At Lancaster, there have been some notable successes in mental health provision for students. A long term campaign to improve the counselling service both in terms of availability and context of sessions (some sessions were being held in open spaces where people could see in) has resulted so far in 25 more sessions a week being added, with a report on longer term solutions by the Head of Student Wellbeing promised. And this year, a new student run group, LU Open Eyes, Open Mind, has started up. Becky Sophie, the founder and president, told me: “I started Open Eyes, Open Mind because of the strife of a member of my family. I watched as they struggled through university thinking that it was sad but not truly understanding the terrific strain of mental illness. I then developed depression and felt the full force of the stigma of GP’s, peers and most painfully friends. It is a necessary cause because the stigmatisation of mental illness at university is shocking and universities appear to do little to educate the student body on the immorality of this. I fully support the counselling services but whilst their funding is cut, fewer voices are being heard and the people whose voices these are are in real danger of being left by the wayside. I just want there to be a method of communication both to teach and to learn and to hopefully watch others do so.”

This development, as a sufferer of chronic depression and anxiety myself, fills me with hope. On early showings there is great enthusiasm for Open Eyes, Open Mind and a feeling that this is something that’s needed.
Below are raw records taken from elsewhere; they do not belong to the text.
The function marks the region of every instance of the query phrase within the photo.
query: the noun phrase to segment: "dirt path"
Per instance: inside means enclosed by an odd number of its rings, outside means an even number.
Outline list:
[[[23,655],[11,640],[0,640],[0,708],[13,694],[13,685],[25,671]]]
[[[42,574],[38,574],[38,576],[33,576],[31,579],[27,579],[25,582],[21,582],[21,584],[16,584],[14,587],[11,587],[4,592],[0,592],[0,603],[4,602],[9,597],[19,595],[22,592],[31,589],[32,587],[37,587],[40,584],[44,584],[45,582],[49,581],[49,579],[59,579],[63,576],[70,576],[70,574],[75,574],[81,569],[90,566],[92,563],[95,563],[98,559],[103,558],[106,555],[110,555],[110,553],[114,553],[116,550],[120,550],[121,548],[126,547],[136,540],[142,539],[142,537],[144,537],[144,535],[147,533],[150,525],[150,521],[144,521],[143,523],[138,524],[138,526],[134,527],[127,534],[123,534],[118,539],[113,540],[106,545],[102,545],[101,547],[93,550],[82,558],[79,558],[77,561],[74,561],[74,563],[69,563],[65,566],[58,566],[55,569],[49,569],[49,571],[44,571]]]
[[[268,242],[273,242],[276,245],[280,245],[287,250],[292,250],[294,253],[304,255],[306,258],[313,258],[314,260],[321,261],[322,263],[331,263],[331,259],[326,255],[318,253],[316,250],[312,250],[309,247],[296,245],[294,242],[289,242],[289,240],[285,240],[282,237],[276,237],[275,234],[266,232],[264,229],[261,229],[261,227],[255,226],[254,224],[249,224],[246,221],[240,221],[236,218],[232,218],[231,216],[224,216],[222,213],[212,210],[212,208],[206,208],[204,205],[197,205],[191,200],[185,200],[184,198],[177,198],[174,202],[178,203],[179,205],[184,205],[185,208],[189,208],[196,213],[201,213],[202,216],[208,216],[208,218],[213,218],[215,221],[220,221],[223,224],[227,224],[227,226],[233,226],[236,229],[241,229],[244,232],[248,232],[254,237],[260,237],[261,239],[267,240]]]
But I believe we need to go even further. We need to stop medicalising inequality. We need to refute the idea that mental illness is some kind of personal defect, something in us that needs to be fixed. We need to say, there is nothing wrong with us, that what is so glaringly wrong is outside of us, deeply embedded in the vagaries and cruelties of modern industrial capitalism, a wounded beast more dangerous than ever in its desperate death throes. We need to say, is it any wonder we are mad, when our incomes, our prospects, our very souls are being attacked from all sides; when to dissent risks incurring police brutality or at the very least a criminal record; when our characters are assassinated in the media daily?

Depressives, agoraphobics, schizophrenics of the world unite! We have nothing to lose but our demons!